Is Mom Guilty of Abuse Boyfriend Committed?

ByABC News
December 2, 2002, 8:07 AM

Dec. 2 -- An Illinois mother who has served seven years of a 36-year murder sentence is set to be released from prison after a court ruled she should not be held accountable for her boyfriend's killing of her daughter.

The decision to overturn her conviction is drawing attention to hundreds of similar cases nationwide. In all of them, mothers were held accountable for abuse suffered by their children but inflicted by others.

In October 1995, in Kewanee, Ill., 3-year-old Jami Sue Pollock was beaten and choked to death by her mother's boyfriend. He is serving a life sentence. But Jami Sue's mother Tabitha was also convicted of murder, even though she was asleep at the time her daughter was killed.

"Tabitha Pollock was prosecuted under a theory of liability that she could be guilty of first-degree murder, not if she knew that her children were being abused, but if she should have known that her children were being abused," Tabitha Pollock's lawyer, Jane Raley, said.

After an appeals court initially upheld the verdict, Pollock's previous lawyer told her the case was hopeless and resigned.

Pollock didn't give up hope, though. She wrote a letter to the Center on Wrongful Convictions at Northwestern University.

"She writes in this letter, 'I was convicted of murder because I should have known that my boyfriend would have done this. I should have been a mind reader. How should I have known this?
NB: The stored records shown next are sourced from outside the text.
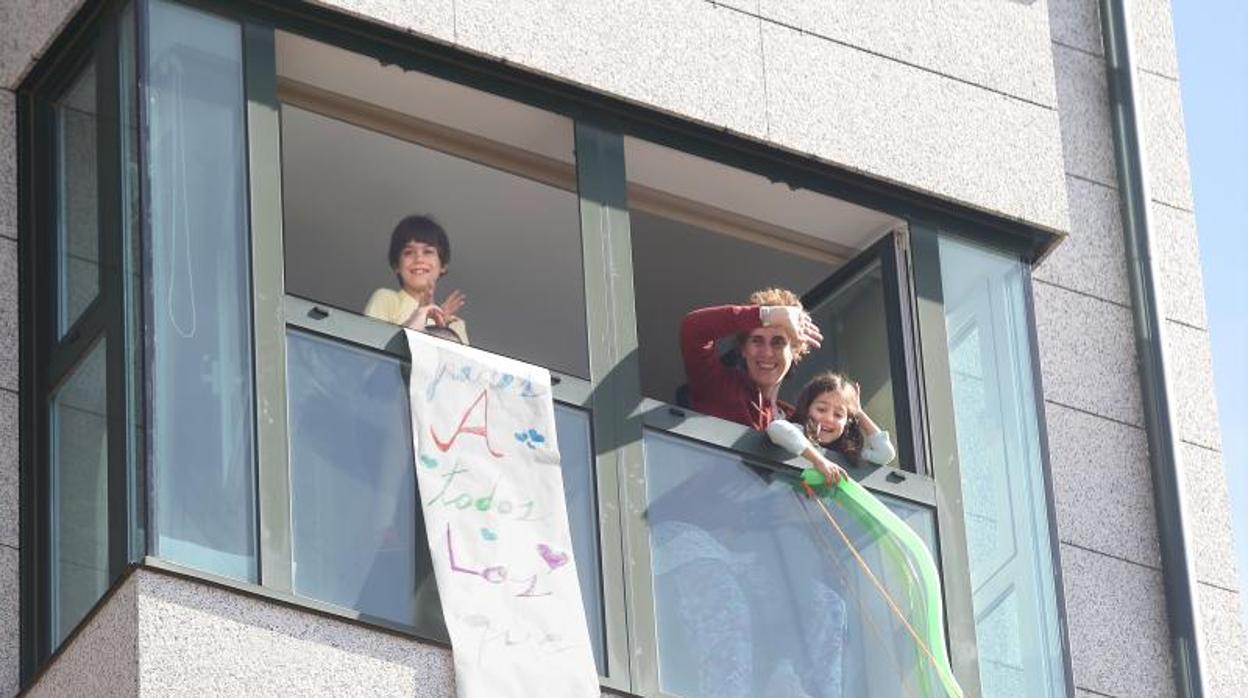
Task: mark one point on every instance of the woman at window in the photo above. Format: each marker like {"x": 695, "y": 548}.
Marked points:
{"x": 773, "y": 332}
{"x": 419, "y": 254}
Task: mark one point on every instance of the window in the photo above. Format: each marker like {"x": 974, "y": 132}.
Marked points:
{"x": 214, "y": 393}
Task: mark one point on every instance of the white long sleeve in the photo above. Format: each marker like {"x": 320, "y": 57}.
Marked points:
{"x": 788, "y": 436}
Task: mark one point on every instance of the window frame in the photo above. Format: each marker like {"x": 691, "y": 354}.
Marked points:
{"x": 619, "y": 413}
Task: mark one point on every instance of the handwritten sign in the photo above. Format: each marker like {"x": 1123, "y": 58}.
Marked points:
{"x": 487, "y": 462}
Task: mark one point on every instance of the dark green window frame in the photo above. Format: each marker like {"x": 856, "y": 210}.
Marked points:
{"x": 620, "y": 413}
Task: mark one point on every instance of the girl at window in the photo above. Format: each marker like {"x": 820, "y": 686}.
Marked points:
{"x": 419, "y": 254}
{"x": 829, "y": 417}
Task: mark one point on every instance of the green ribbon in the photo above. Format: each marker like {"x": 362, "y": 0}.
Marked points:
{"x": 910, "y": 548}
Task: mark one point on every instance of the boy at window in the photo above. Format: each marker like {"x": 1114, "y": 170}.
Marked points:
{"x": 773, "y": 332}
{"x": 419, "y": 254}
This is not fair,'" Raley said.

Lawyers at the Center on Wrongful Convictions agreed.

They took her case and appealed it to the Illinois Supreme Court. Two months ago, the court overturned her conviction, even though the deadline for an appeal had passed.

And, in another rare move, the court ruled the state could not retry her.

During arguments before the supreme court, Illinois Assistant Attorney General Colleen Griffin argued that the precedent set in a case in which the state supreme court upheld the convictions of two women under similar circumstances was that mothers could be held accountable even if they did not know about the abuse, because they should have.